Remember, the sum of electrons lost in the oxidation half should equal the electrons gained in the reduction half. This equality ensures the complete redox equation will be balanced in terms of both mass and charge.

Balancing Chemical Equations

Balancing chemical equations is fundamental to chemistry, ensuring the conservation of mass where the number of atoms for each element is the same on both sides of the equation. This becomes particularly crucial in redox reactions, where both mass and charge must be balanced.
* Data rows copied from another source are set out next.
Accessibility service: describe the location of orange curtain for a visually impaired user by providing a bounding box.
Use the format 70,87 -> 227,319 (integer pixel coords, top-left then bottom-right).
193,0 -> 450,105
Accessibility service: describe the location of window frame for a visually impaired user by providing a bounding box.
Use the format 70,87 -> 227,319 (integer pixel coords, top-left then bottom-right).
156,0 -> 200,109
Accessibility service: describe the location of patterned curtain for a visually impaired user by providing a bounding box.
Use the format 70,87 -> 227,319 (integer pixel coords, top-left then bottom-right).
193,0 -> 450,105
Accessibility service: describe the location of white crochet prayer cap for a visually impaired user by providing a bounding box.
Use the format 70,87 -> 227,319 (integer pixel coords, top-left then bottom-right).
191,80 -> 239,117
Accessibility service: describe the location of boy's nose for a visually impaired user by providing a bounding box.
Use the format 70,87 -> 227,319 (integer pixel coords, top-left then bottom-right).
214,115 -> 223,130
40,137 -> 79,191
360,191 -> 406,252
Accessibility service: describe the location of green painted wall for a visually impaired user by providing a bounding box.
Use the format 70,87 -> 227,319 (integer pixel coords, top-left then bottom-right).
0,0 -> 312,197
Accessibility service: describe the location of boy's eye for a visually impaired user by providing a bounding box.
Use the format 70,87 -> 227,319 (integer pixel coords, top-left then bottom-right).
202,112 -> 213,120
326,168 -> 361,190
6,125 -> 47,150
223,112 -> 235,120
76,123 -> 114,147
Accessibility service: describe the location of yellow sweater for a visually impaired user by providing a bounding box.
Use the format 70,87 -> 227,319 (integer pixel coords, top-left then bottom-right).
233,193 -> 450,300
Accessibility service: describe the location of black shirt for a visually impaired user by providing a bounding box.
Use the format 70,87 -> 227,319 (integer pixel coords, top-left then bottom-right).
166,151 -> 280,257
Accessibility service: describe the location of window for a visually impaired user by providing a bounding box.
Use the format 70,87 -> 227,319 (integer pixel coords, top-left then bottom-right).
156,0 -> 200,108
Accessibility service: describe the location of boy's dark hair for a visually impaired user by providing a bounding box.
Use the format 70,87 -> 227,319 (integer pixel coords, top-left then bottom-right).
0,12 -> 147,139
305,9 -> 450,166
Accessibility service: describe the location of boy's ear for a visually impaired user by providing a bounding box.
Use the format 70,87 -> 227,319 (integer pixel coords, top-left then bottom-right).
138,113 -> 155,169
Here is how you can balance a redox reaction effectively:

• Write the Unbalanced Equation: Begin with a clear view of the reaction, identifying the species involved.
• Identify State and Medium: Note whether the reaction is occurring in an acidic or basic medium as it will impact balancing steps.
• Add Water, Hydrogen, and Hydroxide Ions as Needed: For reactions in acidic solutions, H₂O and H⁺ ions help balance oxygen and hydrogen atoms. In basic solutions, use OH^- instead.
• Balance Electrons Last: Add electrons where required to equalize the charge on both sides.
• Final Check: Reassess the equation to confirm all atoms and charges are identical on both sides, ensuring the law of conservation of mass and charge is satisfied.

By following these steps, you can accurately balance complex redox reactions and understand the underlying chemical changes.